Electrons keep on surprising physicists


One of the most surprising things about electrons is that it still keeps on surprising physicist. After all, it has been announced long before as a fundamental particle. Since it is a fundamental particle already, then what else can get out of a main building block? What has a dead end has to offer anyway?

          Permit me to go back in time to look at how electrons came about. Electrons first came into scientific existence when it showed itself as a cathode ray when a German physicist Johann Hittorf tried studying the electrical properties of gases in near vacuum state. That was in 1869. It is even called a beta ray. Its existence as a form of radiation later changed into particle when its mass was discovered by J.J. Thomson in 1896 and its charge was clearly measured with finality with Robert Millikan's oil-drop experiment in 1909. Since then Quantum Mechanics observed its wave-like characteristics. It is wave-like especially in highly confined state like the atom but remains as a particle as a free particle. Louis de Broglie's prediction of its wave property in 1924 gave us a slightly probabilistic attribute as shown by Erwin Schroedinger in 1926. His equations gave the electron 3 quantum numbers in its confined state in the atom abd Paul Dirac discovered its Spin after incorporating Einstein's special relativistic into Quantum Mechanics.

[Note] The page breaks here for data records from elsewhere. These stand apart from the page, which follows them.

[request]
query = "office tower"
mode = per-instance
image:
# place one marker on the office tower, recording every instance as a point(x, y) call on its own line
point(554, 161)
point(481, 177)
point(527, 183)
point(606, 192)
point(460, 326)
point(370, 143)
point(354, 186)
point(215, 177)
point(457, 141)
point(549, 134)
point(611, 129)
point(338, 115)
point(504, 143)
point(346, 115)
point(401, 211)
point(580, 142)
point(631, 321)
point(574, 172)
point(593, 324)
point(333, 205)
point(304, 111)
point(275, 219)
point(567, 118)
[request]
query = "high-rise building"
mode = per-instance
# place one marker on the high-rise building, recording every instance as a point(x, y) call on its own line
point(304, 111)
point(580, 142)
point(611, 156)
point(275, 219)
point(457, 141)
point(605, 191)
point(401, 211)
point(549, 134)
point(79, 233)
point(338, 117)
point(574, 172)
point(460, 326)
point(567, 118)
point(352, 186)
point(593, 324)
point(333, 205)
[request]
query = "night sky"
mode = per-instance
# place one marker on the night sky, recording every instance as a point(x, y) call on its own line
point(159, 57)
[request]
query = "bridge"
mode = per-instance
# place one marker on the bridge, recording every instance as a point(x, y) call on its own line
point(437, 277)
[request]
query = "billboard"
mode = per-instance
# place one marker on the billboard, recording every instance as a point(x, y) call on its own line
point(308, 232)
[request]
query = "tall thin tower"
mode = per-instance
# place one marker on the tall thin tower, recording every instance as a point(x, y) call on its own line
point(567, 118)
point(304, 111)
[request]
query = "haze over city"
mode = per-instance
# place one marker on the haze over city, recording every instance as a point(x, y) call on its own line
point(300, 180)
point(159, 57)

          Consequently, efforts to smash the electron into smaller parts were not successful enough. Its been classified as 1st generation LEPTON, then to differentiate it further from quarks, its also classified as FERMION as opposed from BOSON. For all its properties, it is probably the particle with a wide range of application - X-rays, electron microscope, electron lithography and of course the cathode ray tube (except for photon of course)

         A recent study (http://www.extremetech.com/extreme/173372-smoother-than-expected-electrons-could-mean-rethinking-particle-physics) now tells us that the electron is almost perfectly spherical particle due to its inabiity to "deform" as observed from dipole moment from its interactiuon with its supersymmetric partner. However, this property of electron deformation wasn't the intended observation anyway but for scientists looking for its super-partner. If these partners exist, they would have deformed the electron and that deformation must be observed from its variation of its electric dipole moment. It could be another blow to the search for the supersymmetric partcles. Personally though, I do not believe supersymmetry exists. It is an elegant mathematical solution but the universe in its smallest sense is at best not so elegant at all.